Was sich konkret beobachten lässt: Es gibt Fortschritte, und manche sind messbar. Infineon wurde mit dem AI Impact Award 2026 ausgezeichnet, für ein Projekt, das Sprachmodelle einsetzt, um Testcode automatisch zu generieren — 50 Prozent weniger Aufwand kurzfristig, bis zu 80 Prozent langfristig. INFICON erkennt mit ML-gestützter Anomalieerkennung Abweichungen an Prozessanlagen, die klassischen Systemen verborgen bleiben. Applied Materials kombiniert Messtechnik und KI-gestützte Bildanalyse für Defekterkennung und Prozessoptimierung. Das Dresdner Unternehmen Connected Worker Intelligence, das sich gerade als eigenständiges Unternehmen ausgegründet hat, bringt KI an den „letzten Meter“ der Wertschöpfung — an den Werker an der Maschine, in Echtzeit. Das verweist auf etwas Grundsätzliches: Hardware und Software sind in der modernen Halbleiterfertigung keine Gegensätze, sondern zwei Seiten desselben Chips.
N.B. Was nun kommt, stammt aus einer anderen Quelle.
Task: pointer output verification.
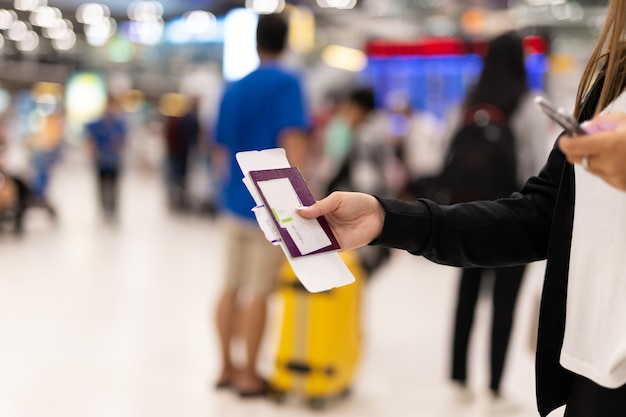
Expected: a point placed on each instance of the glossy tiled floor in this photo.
(99, 321)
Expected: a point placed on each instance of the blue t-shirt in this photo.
(253, 112)
(108, 137)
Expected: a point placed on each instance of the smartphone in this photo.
(567, 122)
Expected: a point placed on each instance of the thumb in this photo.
(320, 208)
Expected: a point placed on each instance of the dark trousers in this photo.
(505, 290)
(588, 399)
(107, 191)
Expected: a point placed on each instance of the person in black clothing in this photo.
(498, 94)
(581, 354)
(182, 135)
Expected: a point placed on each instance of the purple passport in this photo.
(282, 190)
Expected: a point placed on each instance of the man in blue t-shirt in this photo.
(263, 110)
(106, 137)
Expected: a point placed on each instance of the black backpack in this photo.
(480, 163)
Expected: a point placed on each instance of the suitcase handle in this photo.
(305, 368)
(298, 287)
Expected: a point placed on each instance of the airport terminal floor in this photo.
(100, 320)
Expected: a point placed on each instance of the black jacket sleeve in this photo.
(504, 232)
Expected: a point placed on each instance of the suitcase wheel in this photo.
(279, 397)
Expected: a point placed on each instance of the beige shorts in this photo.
(251, 261)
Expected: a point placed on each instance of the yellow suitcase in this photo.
(320, 337)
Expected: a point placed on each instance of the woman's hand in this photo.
(604, 148)
(355, 218)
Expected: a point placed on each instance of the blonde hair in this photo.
(608, 57)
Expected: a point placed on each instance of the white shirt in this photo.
(595, 328)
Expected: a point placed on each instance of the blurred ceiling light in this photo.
(146, 32)
(29, 43)
(121, 50)
(7, 18)
(265, 6)
(199, 22)
(42, 88)
(145, 11)
(301, 29)
(28, 5)
(92, 13)
(65, 43)
(17, 31)
(45, 17)
(570, 11)
(98, 34)
(60, 30)
(341, 57)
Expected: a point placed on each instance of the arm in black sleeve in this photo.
(508, 231)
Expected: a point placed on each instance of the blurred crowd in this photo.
(353, 141)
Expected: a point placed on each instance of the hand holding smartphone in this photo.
(566, 121)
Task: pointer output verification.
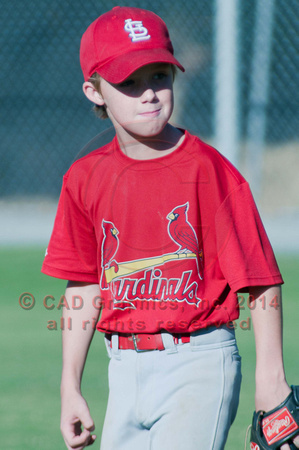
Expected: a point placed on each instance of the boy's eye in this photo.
(160, 75)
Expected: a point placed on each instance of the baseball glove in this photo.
(274, 428)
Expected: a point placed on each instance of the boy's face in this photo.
(143, 103)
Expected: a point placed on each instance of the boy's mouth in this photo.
(150, 114)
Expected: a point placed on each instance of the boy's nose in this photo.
(148, 94)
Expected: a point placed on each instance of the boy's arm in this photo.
(76, 422)
(271, 385)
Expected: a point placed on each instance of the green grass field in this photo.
(31, 356)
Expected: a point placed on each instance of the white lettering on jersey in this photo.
(137, 32)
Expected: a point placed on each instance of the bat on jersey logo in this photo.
(182, 234)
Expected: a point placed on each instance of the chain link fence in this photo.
(46, 121)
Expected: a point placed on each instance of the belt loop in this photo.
(168, 341)
(115, 350)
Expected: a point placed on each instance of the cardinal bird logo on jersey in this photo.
(183, 234)
(109, 249)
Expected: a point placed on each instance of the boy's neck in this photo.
(142, 148)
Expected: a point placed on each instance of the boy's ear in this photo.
(92, 94)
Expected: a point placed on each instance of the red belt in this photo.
(144, 342)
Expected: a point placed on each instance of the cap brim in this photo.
(120, 68)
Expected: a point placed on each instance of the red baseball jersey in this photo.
(169, 240)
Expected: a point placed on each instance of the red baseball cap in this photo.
(123, 40)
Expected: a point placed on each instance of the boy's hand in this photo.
(76, 423)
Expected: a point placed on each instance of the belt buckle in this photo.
(136, 346)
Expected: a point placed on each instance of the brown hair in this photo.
(100, 111)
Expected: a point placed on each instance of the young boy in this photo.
(157, 232)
Was dabei noch aussteht, ist weniger die einzelne Lösung als ihre lückenlose Verbindung: Digitale Zwillinge, datenbasierte Prozesssteuerung, KI-gestützte Inspektion — vieles davon existiert bereits. Was in den meisten Fabs noch fehlt, ist der vollständig durchgängige KI-Einsatz über die gesamte Prozesskette: ein fabweiter Datenfluss, der Erkenntnisse aus einem Schritt automatisch in den nächsten trägt, Systeme verschiedener Hersteller integriert und dabei Verantwortlichkeiten klar regelt. Das muss kein Versagen sein; es dürfte der Weg sein, auf dem Hochvolumenfertigungen KI sinnvoll integrieren — vorsichtig, validiert, Schritt für Schritt. Die Fragen dahinter sind weniger technischer als organisatorischer Natur: Wer hat Zugriff auf welche Daten? Wer prüft das Modell, bevor es in die Linie geht? Wer trägt Verantwortung, wenn eine probabilistische Empfehlung zu einem Produktionsausfall führt?
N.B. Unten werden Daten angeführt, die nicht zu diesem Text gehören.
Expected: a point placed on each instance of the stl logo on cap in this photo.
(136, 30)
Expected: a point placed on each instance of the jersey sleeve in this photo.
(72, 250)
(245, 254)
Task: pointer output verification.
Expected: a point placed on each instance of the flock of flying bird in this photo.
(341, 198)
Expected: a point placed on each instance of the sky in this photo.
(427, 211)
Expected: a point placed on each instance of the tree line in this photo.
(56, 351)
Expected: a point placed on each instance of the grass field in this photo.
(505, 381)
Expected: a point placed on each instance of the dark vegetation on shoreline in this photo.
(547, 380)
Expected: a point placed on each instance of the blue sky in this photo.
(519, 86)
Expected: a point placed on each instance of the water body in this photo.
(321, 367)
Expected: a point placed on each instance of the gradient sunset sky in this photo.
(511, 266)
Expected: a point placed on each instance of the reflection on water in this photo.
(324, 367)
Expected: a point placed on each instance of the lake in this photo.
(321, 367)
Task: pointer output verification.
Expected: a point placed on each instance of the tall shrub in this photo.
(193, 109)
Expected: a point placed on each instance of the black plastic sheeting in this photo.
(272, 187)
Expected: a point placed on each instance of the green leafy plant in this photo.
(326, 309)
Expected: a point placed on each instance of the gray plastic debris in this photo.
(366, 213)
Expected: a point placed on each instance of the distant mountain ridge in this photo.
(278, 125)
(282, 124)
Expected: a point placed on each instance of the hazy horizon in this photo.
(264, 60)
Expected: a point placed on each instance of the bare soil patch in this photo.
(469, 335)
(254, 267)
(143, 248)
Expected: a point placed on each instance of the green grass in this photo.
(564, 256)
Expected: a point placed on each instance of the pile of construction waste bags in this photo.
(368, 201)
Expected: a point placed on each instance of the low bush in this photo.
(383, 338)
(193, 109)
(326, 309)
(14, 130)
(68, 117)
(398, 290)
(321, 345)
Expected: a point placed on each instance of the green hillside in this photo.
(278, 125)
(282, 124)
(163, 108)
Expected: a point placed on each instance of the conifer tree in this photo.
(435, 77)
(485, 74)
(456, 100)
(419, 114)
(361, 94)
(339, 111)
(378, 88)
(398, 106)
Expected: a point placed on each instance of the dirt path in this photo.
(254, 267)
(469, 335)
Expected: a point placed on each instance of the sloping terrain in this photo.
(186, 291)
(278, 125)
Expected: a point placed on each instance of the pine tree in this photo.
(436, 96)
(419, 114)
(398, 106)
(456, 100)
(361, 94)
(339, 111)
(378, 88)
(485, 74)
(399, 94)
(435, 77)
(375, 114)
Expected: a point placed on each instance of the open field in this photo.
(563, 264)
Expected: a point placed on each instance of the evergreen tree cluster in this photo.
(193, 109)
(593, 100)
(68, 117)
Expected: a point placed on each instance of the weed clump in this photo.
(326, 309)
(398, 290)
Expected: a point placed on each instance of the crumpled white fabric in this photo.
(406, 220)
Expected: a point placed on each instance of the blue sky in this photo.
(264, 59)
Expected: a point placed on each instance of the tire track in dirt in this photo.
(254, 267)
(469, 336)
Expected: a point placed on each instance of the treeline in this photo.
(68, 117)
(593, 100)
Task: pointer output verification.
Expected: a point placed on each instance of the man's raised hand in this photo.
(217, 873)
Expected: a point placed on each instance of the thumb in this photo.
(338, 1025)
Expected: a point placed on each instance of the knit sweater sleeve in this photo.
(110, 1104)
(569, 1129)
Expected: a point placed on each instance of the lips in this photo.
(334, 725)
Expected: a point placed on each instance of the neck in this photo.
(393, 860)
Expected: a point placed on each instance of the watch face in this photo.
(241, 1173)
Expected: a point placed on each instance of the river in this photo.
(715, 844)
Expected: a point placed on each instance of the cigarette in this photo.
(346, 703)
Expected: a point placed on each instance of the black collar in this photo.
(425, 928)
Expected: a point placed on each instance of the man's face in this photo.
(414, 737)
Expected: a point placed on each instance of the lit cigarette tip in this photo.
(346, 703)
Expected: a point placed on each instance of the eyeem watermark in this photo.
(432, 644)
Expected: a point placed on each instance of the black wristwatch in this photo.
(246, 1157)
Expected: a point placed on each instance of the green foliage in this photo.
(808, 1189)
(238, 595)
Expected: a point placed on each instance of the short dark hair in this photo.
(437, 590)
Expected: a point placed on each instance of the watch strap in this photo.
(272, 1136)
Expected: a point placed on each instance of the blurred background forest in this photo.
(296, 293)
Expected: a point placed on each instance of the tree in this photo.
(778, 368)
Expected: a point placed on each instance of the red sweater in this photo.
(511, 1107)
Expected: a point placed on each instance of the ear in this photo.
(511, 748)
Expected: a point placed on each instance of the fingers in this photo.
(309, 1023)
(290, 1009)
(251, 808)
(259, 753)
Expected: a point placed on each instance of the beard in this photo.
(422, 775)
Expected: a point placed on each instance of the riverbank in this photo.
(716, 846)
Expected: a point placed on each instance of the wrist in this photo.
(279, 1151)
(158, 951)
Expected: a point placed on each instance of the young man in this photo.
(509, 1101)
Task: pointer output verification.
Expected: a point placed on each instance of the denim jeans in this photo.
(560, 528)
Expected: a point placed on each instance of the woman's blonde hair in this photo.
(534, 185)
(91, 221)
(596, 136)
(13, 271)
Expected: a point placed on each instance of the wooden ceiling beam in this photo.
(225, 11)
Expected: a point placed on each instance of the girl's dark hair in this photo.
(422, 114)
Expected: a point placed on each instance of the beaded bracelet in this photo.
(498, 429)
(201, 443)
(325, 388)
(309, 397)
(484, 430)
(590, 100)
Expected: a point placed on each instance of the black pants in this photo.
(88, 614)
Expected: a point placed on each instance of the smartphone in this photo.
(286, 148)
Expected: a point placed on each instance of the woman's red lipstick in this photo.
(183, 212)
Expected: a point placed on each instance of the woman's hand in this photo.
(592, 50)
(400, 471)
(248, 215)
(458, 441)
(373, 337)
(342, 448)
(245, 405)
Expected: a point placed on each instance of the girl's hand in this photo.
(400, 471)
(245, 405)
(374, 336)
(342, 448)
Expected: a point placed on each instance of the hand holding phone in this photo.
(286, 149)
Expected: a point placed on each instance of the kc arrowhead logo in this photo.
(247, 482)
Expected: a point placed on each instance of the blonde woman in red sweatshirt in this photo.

Eines lässt sich nach dieser Woche in Catania, nach der Hannover Messe und mit Blick auf die Zahlen festhalten: KI in der Halbleiterfertigung ist weit mehr als ein Hype-Thema — auch wenn die flächendeckende, durchgängig integrierte Nutzung noch etwas auf sich warten lässt. Der Austausch darüber wird wichtig bleiben. Die apc|m Europe trifft sich im nächsten Jahr in Dublin. Die Arbeitskreise des Silicon Saxony bieten das ganze Jahr über Gelegenheit, das Thema tiefer zu diskutieren. Und die Silicon Saxony Days im Juni in Dresden bringen die Community wieder zusammen — auch mit diesem Thema auf der Agenda.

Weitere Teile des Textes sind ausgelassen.